C'est la continuation de la «nouvelle histoire» de la seconde guerre mondiale qui se met en place depuis vingt ans.
Quelles sont les thèses de cette «nouvelle histoire» ?
> Adolf Hitler avait annoncé son programme dans Mein Kampf.
> Il s'est montré dans l'application de ce programme d'une habileté sans scrupules proche du génie. La thèse aujourd'hui populaire du fou dangereux qui a eu de la chance prouve le succès de ses manipulations : comment peut-on penser sérieusement, soixante-dix ans après, que la prise de pouvoir nazie, le redressement de l'Allemagne et l'écrasement sans précédent de la France ne furent qu'une question de chance ?
> le résultat des manœuvres hitlériennes fut que, en juin 1940, tous les dirigeants français (sauf un obscur sous-ministre général de brigade à titre temporaire) étaient persuadés que la bataille de France concluait (si ce n'est pour toujours, au moins pour très longtemps) la seconde guerre mondiale, que, suivant le mot de l'un des plus détestables d'entre eux, l'Angleterre allait avoir le cou tordu comme un poulet et que l'habileté et le patriotisme résidaient dans un accommodement avec Hitler (1).

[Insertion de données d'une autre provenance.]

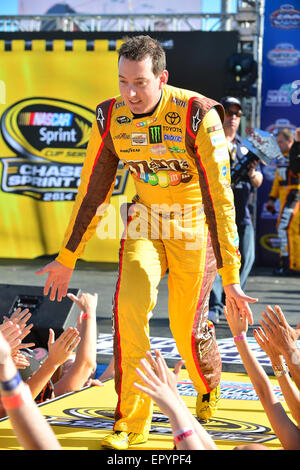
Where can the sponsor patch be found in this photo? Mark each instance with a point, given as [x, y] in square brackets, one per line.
[139, 139]
[216, 128]
[123, 120]
[158, 149]
[196, 121]
[172, 118]
[221, 154]
[155, 135]
[218, 139]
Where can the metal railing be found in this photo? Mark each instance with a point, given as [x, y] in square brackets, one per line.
[130, 22]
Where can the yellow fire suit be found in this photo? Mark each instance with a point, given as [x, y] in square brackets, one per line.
[286, 187]
[183, 220]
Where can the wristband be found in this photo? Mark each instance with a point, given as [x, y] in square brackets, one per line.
[182, 434]
[11, 402]
[85, 316]
[279, 371]
[239, 337]
[8, 385]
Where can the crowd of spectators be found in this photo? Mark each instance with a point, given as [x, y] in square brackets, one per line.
[77, 370]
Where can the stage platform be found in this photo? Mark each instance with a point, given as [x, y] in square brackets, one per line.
[81, 419]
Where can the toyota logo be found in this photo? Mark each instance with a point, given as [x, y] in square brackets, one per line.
[172, 118]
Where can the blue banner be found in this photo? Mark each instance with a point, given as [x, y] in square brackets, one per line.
[280, 99]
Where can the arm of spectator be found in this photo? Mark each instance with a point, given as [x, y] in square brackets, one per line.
[20, 360]
[85, 359]
[290, 392]
[32, 430]
[283, 337]
[58, 353]
[20, 318]
[172, 378]
[161, 387]
[286, 431]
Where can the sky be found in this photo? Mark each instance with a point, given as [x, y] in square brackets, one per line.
[10, 7]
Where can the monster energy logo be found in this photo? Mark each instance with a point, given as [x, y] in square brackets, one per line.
[155, 135]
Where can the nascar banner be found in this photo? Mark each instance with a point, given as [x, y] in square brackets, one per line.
[280, 105]
[50, 90]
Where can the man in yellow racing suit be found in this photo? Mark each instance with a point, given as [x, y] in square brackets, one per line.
[183, 220]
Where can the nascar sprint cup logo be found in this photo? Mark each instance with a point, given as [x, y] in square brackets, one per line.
[49, 138]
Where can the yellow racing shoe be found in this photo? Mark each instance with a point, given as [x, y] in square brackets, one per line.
[207, 404]
[121, 440]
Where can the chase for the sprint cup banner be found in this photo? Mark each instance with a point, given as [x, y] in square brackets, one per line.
[46, 120]
[280, 107]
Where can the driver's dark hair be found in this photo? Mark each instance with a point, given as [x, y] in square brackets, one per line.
[137, 48]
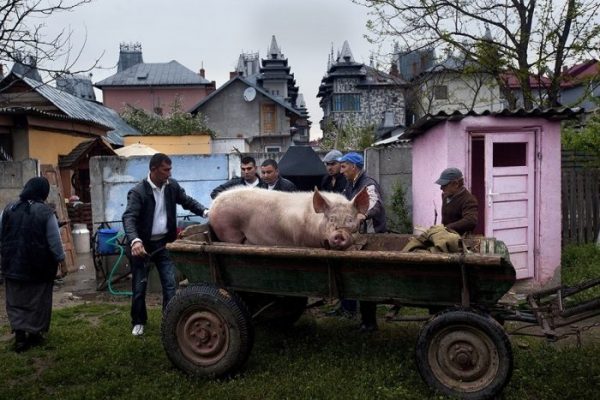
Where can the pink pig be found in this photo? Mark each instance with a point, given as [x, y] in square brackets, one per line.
[268, 217]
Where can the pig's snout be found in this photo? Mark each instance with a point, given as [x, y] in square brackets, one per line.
[340, 240]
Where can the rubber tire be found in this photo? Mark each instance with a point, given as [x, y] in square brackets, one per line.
[283, 314]
[207, 331]
[454, 331]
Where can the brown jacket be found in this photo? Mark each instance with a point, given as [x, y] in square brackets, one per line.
[460, 213]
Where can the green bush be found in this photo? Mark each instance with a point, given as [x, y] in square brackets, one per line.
[399, 219]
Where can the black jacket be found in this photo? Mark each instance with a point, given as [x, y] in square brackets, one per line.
[139, 214]
[340, 183]
[375, 213]
[282, 184]
[26, 253]
[237, 181]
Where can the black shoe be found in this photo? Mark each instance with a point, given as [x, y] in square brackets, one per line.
[368, 327]
[35, 339]
[340, 312]
[21, 343]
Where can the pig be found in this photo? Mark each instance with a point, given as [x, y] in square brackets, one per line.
[304, 219]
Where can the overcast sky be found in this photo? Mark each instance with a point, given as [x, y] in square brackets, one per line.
[214, 32]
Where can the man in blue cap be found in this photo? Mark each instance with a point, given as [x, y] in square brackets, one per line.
[334, 181]
[352, 167]
[459, 206]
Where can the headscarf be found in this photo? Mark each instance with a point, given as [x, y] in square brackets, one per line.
[36, 189]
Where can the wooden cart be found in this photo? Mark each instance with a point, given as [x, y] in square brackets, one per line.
[207, 328]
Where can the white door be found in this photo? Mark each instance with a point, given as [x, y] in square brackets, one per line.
[510, 191]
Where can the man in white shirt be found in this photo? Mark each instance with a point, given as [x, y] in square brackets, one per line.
[150, 222]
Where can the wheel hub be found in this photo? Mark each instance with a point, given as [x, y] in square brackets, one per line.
[203, 337]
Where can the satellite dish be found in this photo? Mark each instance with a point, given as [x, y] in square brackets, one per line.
[249, 94]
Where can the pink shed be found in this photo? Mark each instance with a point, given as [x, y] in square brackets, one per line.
[512, 164]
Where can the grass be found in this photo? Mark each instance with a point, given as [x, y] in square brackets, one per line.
[90, 354]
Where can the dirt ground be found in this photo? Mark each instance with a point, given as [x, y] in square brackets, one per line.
[79, 287]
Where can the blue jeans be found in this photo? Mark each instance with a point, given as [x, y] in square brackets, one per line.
[139, 270]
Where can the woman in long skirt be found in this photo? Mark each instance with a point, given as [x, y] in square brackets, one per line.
[31, 251]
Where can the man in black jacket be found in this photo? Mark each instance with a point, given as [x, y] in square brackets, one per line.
[271, 179]
[352, 168]
[150, 223]
[249, 177]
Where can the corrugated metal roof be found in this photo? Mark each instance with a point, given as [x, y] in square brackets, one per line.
[45, 114]
[82, 149]
[154, 74]
[84, 110]
[430, 120]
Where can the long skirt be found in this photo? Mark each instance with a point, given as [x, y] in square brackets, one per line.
[29, 305]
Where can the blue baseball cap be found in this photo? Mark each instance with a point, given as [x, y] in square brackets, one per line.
[353, 158]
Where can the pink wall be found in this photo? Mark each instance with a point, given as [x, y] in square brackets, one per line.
[447, 144]
[148, 98]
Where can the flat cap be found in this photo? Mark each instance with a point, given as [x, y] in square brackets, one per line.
[448, 175]
[332, 156]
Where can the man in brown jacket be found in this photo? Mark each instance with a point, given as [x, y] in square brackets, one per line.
[459, 206]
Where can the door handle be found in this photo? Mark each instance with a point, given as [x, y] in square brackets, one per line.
[490, 194]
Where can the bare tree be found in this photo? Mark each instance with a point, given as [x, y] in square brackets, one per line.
[527, 38]
[23, 37]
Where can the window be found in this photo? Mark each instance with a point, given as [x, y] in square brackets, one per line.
[268, 114]
[440, 92]
[510, 154]
[346, 102]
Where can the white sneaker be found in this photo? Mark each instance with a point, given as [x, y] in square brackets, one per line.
[138, 330]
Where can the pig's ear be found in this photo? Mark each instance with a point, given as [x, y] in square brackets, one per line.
[320, 203]
[361, 201]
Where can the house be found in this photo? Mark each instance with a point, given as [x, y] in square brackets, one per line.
[153, 87]
[18, 92]
[454, 84]
[358, 94]
[580, 85]
[512, 164]
[259, 109]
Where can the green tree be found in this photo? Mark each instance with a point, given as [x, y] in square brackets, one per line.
[176, 123]
[583, 138]
[528, 37]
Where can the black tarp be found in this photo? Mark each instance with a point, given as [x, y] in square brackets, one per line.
[302, 165]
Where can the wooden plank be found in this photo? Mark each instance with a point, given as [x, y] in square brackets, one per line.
[57, 198]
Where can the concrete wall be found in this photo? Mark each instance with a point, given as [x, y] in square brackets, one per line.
[184, 144]
[112, 177]
[391, 165]
[13, 176]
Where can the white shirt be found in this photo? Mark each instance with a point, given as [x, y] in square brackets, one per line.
[159, 222]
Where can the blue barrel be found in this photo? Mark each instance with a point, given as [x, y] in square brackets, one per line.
[104, 235]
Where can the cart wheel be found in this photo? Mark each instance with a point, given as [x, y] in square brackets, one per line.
[207, 331]
[279, 312]
[464, 354]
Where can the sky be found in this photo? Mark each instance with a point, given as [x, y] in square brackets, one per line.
[213, 34]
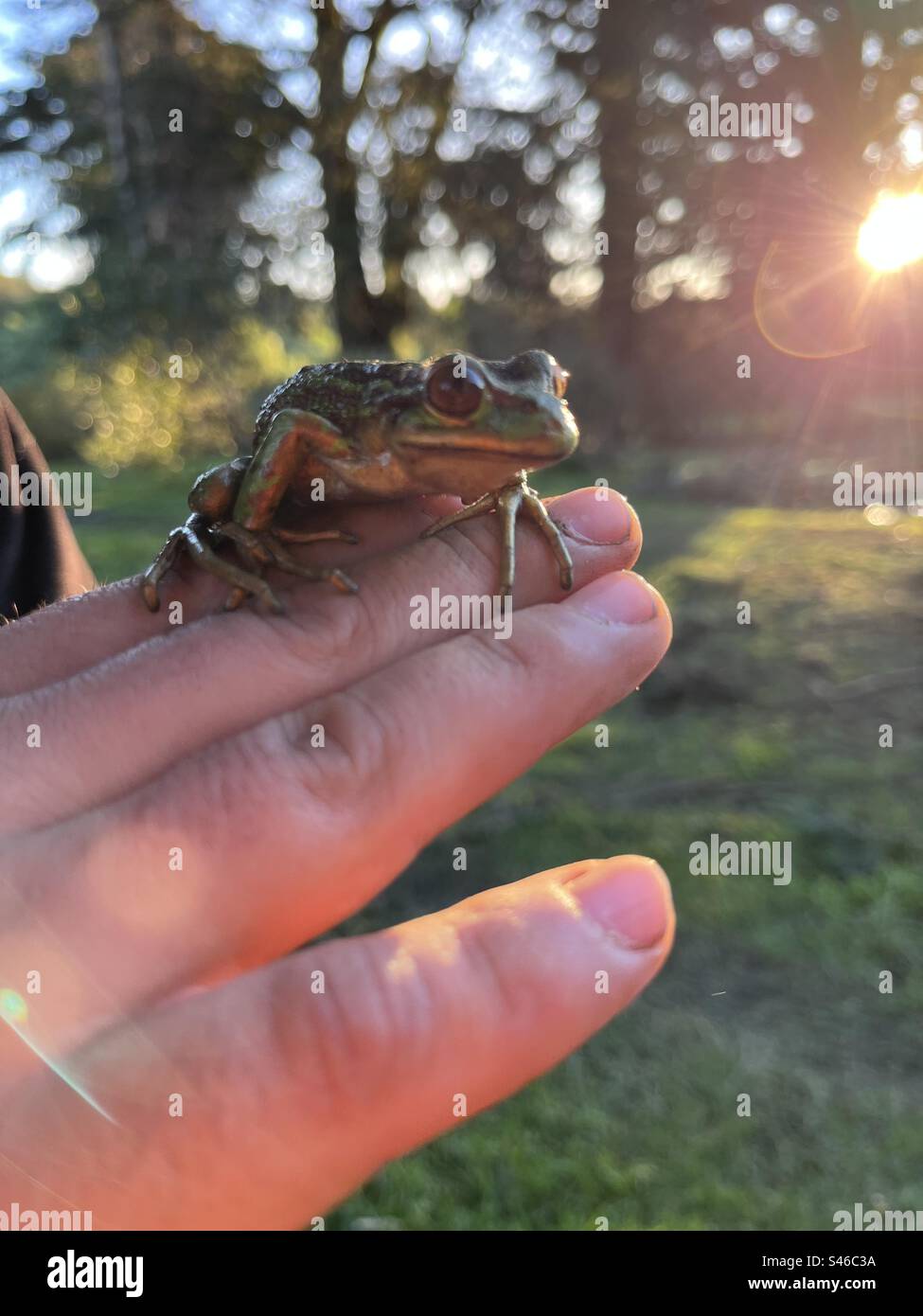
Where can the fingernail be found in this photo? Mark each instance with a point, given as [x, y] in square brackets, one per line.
[630, 899]
[595, 516]
[619, 596]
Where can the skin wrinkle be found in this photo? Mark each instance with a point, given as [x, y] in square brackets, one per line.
[490, 994]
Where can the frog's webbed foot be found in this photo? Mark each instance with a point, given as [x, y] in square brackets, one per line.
[192, 537]
[263, 549]
[508, 502]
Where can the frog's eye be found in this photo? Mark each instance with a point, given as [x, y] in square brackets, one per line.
[454, 387]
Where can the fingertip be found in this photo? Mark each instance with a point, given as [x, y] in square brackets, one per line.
[630, 898]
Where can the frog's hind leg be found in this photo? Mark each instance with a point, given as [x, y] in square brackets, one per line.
[191, 536]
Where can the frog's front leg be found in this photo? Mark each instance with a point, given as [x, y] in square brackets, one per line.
[507, 502]
[192, 537]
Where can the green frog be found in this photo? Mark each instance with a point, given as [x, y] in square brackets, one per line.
[374, 431]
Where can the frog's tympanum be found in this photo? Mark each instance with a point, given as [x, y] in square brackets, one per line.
[373, 431]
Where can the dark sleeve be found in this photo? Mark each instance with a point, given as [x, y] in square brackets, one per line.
[40, 560]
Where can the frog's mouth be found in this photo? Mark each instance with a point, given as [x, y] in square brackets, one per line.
[448, 445]
[475, 445]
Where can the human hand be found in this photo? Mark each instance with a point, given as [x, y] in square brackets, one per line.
[177, 1072]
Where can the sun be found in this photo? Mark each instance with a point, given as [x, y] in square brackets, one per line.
[892, 236]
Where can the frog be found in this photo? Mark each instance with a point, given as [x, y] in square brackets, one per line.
[371, 432]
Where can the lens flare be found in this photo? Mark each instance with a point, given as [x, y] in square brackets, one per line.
[892, 236]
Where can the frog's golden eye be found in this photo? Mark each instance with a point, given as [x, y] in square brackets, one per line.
[454, 387]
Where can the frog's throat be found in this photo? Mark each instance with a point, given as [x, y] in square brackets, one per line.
[478, 445]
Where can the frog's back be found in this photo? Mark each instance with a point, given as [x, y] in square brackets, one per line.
[344, 392]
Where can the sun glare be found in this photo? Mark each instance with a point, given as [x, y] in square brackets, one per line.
[893, 233]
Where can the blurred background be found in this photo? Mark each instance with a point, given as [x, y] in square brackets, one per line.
[199, 196]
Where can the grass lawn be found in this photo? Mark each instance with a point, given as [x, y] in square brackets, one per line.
[757, 732]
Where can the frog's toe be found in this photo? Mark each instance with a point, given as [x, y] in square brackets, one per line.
[313, 536]
[286, 562]
[151, 595]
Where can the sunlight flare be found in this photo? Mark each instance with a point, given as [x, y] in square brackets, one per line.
[892, 236]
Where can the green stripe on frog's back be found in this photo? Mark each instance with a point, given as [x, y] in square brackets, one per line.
[346, 392]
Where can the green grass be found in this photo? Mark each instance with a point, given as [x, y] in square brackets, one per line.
[754, 732]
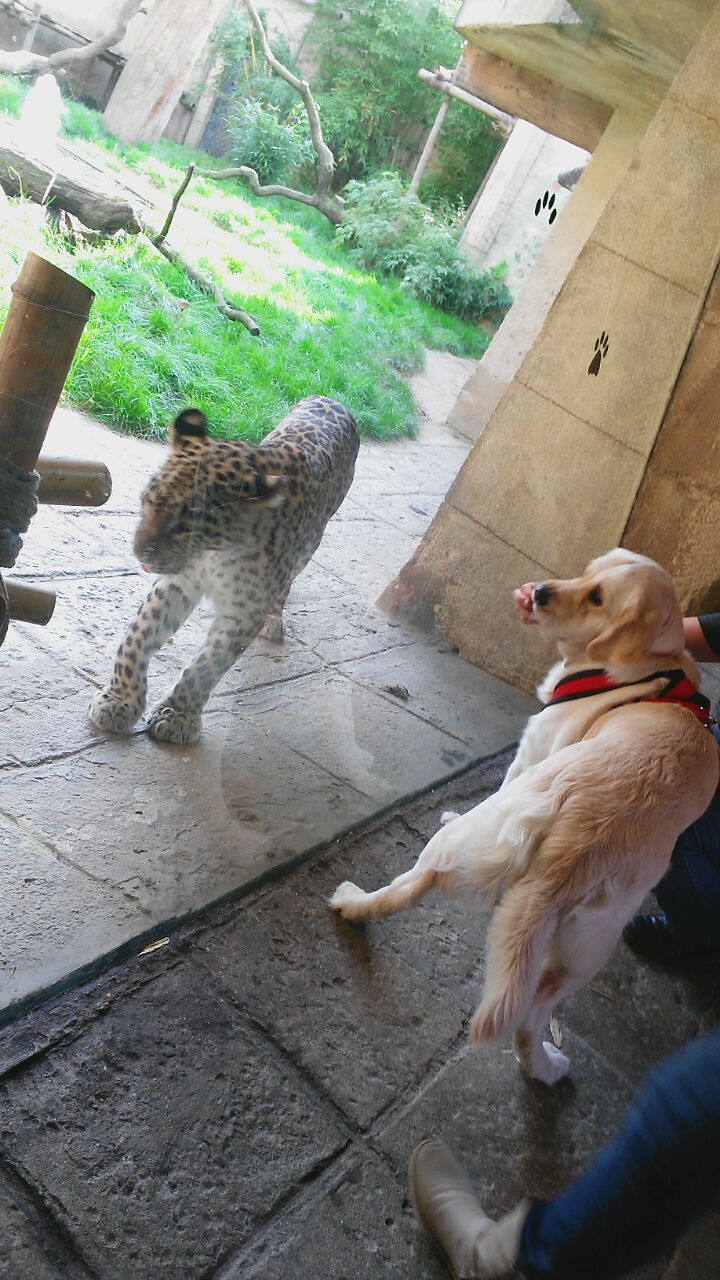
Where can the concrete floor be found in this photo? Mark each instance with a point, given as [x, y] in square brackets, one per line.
[241, 1102]
[105, 842]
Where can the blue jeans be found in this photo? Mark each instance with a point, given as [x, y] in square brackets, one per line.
[689, 892]
[642, 1192]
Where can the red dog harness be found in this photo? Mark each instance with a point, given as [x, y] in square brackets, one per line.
[679, 690]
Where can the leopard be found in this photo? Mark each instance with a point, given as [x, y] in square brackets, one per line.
[233, 522]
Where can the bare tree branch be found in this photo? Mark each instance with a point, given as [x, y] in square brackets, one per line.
[23, 63]
[201, 280]
[322, 199]
[328, 205]
[177, 199]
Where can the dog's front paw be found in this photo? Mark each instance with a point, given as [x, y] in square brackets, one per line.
[347, 901]
[113, 716]
[273, 629]
[554, 1068]
[168, 725]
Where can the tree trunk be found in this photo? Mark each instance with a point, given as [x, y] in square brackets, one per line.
[156, 72]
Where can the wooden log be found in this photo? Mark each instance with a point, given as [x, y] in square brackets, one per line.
[48, 314]
[73, 483]
[28, 603]
[42, 328]
[442, 80]
[67, 184]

En Grande-Bretagne, une large fraction de la classe dirigeante était persuadée qu'un arrangement raisonnable avec Hitler était la seule voie sage (2). Hitler comptait sur cette paix séparée.
> l'obstacle vers un triomphe hitlérien s'est appelé Winston Churchill, arrivé au pouvoir in extremis le 10 mai 1940. L'idée de fond de Churchill était qu'Hitler n'était pas un dictateur comme les autres, qu'il n'y avait pas d'accommodements raisonnables possibles avec lui et que, si on se laissait aller à discuter avec lui en position de faiblesse, il en tirerait tous les avantages jusqu'à la mise en esclavage. La seule politique possible face à Hitler était la guerre à outrance, sans merci, sans pitié.
Churchill, en circonvenant les partisans d'un arrangement, a réussi à empêcher une victoire d'Hitler à l'été 1940.
Une fois qu'on a bien compris tout cela, l'histoire du drame de Mers El Kebir devient limpide, si ce n'est dans ses détails, du moins dans ses enjeux.
Churchill a absolument besoin de prouver par des actes ce qu'il dit dans ses discours, à savoir que la Grande-Bretagne est prête à tout, vraiment à tout, plutôt que de se rendre. Et quelle meilleure preuve de résolution extrême que de tirer sur ses alliés de la veille, avec qui il existait d'authentiques liens d'amitié ?
Churchill avait besoin d'un geste spectaculaire et frappant. C'est tombé sur les malheureux marins de Mers El Kebir.
Dans cette optique, les discutailleries d'après coup pour savoir si la flotte française d'Oran était une vraie menace pour la Royal Navy apparaissent pour ce qu'elles sont, secondaires.
On s'aperçoit aussi que les tentatives de mettre le drame d'Oran sur la compte de la panique ou de l'alcool sont dérisoires.
Visiblement, en 2010, ça n'est toujours pas compris par beaucoup. Comme n'est toujours pas compris le soutien de De Gaulle à Churchill.
Heureusement, pour la suite de l'histoire, trois des destinataires du geste churchillien l'ont parfaitement compris : Adolf Hitler, Franklin Roosevelt et Staline.
En effet, Hitler a compris que son espoir d'une paix séparée avec la Grande-Bretagne s'éloignait momentanément et qu'il lui faudrait d'abord vaincre l'URSS pour saper le moral des Anglais. Roosevelt et Staline ont compris que la guerre continuait et en ont tiré certaines conséquences.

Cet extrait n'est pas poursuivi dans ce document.